Awad points out that “the work did not actually start, but a working paper was drawn up from the Syrian side, with specific tasks prepared for teams, as this type of work follows global standards. The coronavirus is affecting the progress of the restoration work with the Association Stone Industry of Russia, and the Directorate is in contact with UNESCO and other institutions.”
“THE SYRIAN EXPERTS HAVE PUT IN PLACE SOME PLANS, AND THERE IS NO PRECISE TIMETABLE FOR THE COMPLETION OF THE WORK, BUT STUDIES ON RESTORATION, RUBBLE, AND SO ON MAY BE READY WITHIN SIX OR EIGHT MONTHS.”
The executive director of the Palmyra Restoration Fund, Sergei Tiglinov, said that specialists will make a 3D scan of all the elements, translate them into a virtual model, and then put them together in the restored monument.
Restoration work began this week after a memorandum of understanding was reached between the Syrian Ministry of Culture and the Association Stone Industry of Russia. In 2019, the State Hermitage Museum in Saint Petersburg announced plans to restore the site in conjunction with the Institute of the History of Material Culture of the Russian Academy of Sciences and Syria’s Directorate General of Antiquities and Museums (DGAM). The project will also be under the auspices of the United Nations Educational, Scientific and Cultural Organization (UNESCO).
The site, once a vital point on the Silk Road caravan route, has artifacts dating back to the Neolithic period. The Temple of Palmyra was dedicated in 32 CE to the worship of Ba’al. The earliest known inhabitants were the Amorites in the early second millennium BCE. As such, it hosted many monumental projects including the Temple of Bel (or Ba’al). The temple was built on the site of a prior pagan temple dating back to the third millennium BCE. The most recent of the temples were dedicated in 32 CE. Converted into a Christian church during the Byzantine Era, parts of the structure were modified into a mosque by Muslims in 1132. It remained in use as a mosque until the 1920s.
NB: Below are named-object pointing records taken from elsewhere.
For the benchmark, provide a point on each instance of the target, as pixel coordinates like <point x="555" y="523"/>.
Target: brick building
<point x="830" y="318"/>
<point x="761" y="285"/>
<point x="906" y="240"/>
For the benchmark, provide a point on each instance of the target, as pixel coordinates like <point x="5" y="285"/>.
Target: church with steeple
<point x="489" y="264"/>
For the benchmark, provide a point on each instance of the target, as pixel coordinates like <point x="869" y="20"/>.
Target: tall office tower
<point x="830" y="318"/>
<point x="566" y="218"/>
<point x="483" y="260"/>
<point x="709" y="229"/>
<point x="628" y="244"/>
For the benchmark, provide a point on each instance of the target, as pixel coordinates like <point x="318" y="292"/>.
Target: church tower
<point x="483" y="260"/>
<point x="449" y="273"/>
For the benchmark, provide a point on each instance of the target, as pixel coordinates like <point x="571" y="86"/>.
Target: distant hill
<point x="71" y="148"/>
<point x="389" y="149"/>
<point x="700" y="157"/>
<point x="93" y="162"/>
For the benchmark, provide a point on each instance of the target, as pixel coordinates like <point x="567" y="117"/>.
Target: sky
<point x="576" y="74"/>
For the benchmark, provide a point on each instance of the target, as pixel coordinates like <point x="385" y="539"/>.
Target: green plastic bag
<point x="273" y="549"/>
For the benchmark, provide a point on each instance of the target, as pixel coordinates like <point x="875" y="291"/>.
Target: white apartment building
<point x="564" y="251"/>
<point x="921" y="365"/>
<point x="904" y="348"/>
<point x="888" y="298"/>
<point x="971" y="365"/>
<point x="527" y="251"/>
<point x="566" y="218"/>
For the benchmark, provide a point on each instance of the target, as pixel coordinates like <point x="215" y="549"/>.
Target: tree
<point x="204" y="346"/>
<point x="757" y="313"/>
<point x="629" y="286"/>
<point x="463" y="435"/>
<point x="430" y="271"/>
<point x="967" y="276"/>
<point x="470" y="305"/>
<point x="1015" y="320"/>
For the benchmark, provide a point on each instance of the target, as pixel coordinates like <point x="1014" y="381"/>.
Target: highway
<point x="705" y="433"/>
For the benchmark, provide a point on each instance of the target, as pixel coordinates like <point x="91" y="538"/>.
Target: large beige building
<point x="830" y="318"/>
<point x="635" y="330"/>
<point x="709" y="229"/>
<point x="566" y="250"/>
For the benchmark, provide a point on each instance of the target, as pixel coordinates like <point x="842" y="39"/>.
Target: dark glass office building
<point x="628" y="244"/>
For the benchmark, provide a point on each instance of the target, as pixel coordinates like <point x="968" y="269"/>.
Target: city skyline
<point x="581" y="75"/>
The arch stood at the entrance to the temple used to worship Bel, also known as Ba’al. Mentioned more than 90 times in the Bible, most notably when Elijah defeated the priests of Ba’al, also known as Moloch, in a contest to bring down fire from heaven to burn a sacrifice, Ba’al became the archetypical form of idol worship. Pantheistic, his adherents worshipped Mother Nature while denying the existence of a creator. Followers of Ba’al engaged in bisexual orgies and sacrificed human infants, burning them alive. Anthropologists conjecture that the child sacrifice was to cull the population after the inevitable outcome of wanton sexuality.